As evidenced on his blog, Trigg is doing some really fascinating phenomenological work (for example, a great post here on “The Language of Hauntings”), and his book, The Memory of Place: A Phenomenology of the Uncanny, is due out in 2012 (available now for pre-order). Here’s the publisher’s blurb for the book:

From the frozen landscapes of the Antarctic to the haunted houses of childhood, the memory of places we experience is fundamental to a sense of self. Drawing on influences as diverse as Merleau-Ponty, Freud, and J. G. Ballard, The Memory of Place charts the memorial landscape that is written into the body and its experience of the world.

Dylan Trigg’s The Memory of Place offers a lively and original intervention into contemporary debates within “place studies,” an interdisciplinary field at the intersection of philosophy, geography, architecture, urban design, and environmental studies. Through a series of provocative investigations, Trigg analyzes monuments in the representation of public memory; “transitional” contexts, such as airports and highway rest stops; and the “ruins” of both memory and place in sites such as Auschwitz. While developing these original analyses, Trigg engages in thoughtful and innovative ways with the philosophical and literary tradition, from Gaston Bachelard to Pierre Nora, H. P. Lovecraft to Martin Heidegger. Breathing a strange new life into phenomenology, The Memory of Place argues that the eerie disquiet of the uncanny is at the core of the remembering body, and thus of ourselves. The result is a compelling and novel rethinking of memory and place that should spark new conversations across the field of place studies.

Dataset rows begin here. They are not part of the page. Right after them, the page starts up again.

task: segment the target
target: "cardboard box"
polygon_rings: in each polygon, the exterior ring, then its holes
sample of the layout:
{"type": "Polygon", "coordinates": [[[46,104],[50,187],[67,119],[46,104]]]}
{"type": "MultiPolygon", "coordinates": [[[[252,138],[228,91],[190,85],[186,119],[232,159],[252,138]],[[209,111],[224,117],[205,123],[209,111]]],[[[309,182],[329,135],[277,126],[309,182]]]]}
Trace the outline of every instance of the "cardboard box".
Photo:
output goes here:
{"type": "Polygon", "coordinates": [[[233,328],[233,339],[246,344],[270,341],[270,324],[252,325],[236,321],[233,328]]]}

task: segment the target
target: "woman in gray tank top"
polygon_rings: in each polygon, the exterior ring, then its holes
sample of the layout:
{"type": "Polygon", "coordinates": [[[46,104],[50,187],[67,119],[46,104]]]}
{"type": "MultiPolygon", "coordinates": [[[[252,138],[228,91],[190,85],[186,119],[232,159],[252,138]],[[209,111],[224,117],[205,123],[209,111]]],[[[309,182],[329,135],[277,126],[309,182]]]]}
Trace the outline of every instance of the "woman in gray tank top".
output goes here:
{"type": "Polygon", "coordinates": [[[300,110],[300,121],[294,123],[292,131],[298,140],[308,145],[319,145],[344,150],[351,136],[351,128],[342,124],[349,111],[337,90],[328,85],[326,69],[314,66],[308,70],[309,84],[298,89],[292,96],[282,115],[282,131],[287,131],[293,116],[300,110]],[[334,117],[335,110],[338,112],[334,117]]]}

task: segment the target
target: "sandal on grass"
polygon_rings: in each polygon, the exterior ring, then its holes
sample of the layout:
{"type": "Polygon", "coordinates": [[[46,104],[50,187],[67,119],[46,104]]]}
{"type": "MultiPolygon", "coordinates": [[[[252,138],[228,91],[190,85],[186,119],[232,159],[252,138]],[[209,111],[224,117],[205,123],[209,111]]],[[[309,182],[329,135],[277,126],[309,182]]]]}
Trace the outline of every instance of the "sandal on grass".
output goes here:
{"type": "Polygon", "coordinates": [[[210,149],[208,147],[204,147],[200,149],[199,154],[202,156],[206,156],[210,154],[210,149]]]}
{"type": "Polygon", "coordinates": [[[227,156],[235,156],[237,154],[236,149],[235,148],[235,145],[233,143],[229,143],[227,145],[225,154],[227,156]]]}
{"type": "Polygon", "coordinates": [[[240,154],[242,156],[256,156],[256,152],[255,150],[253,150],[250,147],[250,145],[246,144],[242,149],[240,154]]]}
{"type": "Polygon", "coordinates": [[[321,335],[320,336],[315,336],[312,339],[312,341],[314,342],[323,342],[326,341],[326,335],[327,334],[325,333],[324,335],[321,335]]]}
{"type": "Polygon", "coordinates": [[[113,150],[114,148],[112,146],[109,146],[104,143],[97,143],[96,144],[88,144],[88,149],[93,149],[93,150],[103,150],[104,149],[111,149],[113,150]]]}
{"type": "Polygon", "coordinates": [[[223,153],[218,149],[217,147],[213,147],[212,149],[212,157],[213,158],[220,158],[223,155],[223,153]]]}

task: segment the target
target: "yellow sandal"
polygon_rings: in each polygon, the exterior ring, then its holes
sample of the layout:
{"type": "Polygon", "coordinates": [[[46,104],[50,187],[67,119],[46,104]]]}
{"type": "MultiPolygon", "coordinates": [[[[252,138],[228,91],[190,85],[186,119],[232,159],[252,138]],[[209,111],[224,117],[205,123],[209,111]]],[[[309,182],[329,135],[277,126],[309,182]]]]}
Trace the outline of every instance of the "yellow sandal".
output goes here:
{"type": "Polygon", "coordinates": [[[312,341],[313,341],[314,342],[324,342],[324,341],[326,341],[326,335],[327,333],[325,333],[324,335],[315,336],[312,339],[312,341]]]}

Edward S. Casey, Distinguished Professor of Philosophy at Stony Brook University and widely recognized as the leading scholar on phenomenology of place, calls The Memory of Place “genuinely unique and a signal addition to phenomenological literature. It fills a significant gap, and it does so with eloquence and force.” He predicts that Trigg’s book will be “immediately recognized as a major original work in phenomenology.”

I highly recommend checking out Dylan Trigg’s blog and his article in Film-Philosophy, and I look forward to reading his wonderful-sounding book!